DaveyPeppers’s review published on Letterboxd:
As with Homecoming, and maybe even more so, Far From Home rides high on its human characters and John Hughes inspired subplots, while lazily wading through every action sequence with annoyance and obligation (with one notable exception, creating one of the MCU’s most creatively designed fights to date). While I could sit here and ramble on about the plot holes and the obscene number of “gotcha” twists, Far From Home is a movie about trying to enjoy yourself despite. Despite being a hero, despite your father figure dying, and despite the betrayal and pain you feel every day. And for the audience, it’s trying to have fun despite all the obvious plot bears (I’m truly shocked they stuck to the Mysterio plot to the tee considering how good these movies have been about shaking up the lore to make new stories), and the dull action.

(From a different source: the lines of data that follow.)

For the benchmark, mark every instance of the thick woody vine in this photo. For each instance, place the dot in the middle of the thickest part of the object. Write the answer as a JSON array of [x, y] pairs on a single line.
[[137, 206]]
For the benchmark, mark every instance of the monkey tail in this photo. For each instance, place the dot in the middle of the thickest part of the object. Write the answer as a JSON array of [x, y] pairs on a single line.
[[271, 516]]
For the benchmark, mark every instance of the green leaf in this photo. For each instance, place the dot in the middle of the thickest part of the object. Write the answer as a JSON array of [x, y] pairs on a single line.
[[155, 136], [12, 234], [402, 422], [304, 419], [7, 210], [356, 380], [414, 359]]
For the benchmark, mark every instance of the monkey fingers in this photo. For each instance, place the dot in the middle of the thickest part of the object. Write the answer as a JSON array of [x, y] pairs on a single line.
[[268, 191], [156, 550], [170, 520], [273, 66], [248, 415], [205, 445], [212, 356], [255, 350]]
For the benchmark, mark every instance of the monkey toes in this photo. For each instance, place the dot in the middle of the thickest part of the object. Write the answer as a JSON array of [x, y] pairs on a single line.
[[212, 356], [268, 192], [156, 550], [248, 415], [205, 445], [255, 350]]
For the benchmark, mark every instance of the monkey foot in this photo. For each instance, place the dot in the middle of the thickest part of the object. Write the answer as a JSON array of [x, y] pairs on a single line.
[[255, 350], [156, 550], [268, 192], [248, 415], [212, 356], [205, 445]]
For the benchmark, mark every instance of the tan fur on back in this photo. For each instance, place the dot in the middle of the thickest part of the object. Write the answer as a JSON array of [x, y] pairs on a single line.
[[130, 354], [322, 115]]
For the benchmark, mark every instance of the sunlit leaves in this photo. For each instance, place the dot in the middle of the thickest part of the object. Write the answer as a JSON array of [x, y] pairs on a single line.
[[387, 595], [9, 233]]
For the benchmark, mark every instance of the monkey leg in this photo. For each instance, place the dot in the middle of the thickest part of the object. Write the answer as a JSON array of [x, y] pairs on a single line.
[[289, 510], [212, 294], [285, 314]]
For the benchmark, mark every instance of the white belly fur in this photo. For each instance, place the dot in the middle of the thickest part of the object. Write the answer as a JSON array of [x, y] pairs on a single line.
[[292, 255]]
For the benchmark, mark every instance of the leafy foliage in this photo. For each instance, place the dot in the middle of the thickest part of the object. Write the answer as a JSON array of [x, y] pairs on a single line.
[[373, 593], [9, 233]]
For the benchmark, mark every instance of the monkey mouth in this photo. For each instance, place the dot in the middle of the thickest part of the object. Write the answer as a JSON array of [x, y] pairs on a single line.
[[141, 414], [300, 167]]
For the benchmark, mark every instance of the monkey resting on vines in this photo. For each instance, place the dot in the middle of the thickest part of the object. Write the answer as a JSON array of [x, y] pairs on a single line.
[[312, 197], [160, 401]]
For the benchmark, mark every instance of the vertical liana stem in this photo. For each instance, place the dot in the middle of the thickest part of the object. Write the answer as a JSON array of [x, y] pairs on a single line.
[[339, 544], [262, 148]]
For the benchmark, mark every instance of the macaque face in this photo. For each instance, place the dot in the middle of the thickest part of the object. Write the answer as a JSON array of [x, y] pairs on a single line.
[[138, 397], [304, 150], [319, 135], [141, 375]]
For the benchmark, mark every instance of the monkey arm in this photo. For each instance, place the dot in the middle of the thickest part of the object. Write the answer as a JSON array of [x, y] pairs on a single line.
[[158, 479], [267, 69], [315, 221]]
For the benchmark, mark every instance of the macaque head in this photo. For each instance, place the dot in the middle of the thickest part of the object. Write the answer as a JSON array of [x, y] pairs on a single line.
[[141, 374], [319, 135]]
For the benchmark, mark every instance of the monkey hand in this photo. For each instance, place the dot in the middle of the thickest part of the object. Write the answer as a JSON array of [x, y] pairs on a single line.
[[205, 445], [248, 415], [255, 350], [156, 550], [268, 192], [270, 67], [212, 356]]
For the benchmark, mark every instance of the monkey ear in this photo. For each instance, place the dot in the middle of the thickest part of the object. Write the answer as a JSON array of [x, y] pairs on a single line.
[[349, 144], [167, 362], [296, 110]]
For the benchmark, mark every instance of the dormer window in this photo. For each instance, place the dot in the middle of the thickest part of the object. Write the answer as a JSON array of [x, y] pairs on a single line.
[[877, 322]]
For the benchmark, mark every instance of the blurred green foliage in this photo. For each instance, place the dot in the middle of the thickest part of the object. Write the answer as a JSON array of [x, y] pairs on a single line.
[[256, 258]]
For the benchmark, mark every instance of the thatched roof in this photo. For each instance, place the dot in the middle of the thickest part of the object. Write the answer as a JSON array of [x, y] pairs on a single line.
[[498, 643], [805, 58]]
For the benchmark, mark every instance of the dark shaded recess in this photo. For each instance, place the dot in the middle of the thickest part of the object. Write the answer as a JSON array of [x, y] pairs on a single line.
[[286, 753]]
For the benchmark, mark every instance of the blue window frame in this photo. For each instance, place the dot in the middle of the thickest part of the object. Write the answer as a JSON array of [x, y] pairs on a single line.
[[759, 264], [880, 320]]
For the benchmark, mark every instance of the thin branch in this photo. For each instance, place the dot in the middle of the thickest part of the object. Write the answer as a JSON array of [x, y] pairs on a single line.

On that action, I should say-I don’t want to be mean, especially about a movie I quite enjoy, but Jon Watts does a terrible job here, and the placement of the camera as well as the coloring of the film is atrocious. I’m sure he’s super nice to work with and he clearly is stellar at directing actors (Tom Holland and Zendaya are again the absolute standouts of the film, and I would watch a whole movie of them awkwardly flirting), but my god some of these spectacle scenes are so hard to follow that the plot and emotion woven through the script is completely lost.
Spider-Man: Far From Home is a silly, weird, ultimately inconsequential little movie. Much like Ant-Man and the Wasp from last year, it’s a needed palate cleanser, but still falls into too many of the connected universe traps to be entirely fulfilling.
Also stay for the end credits. My god.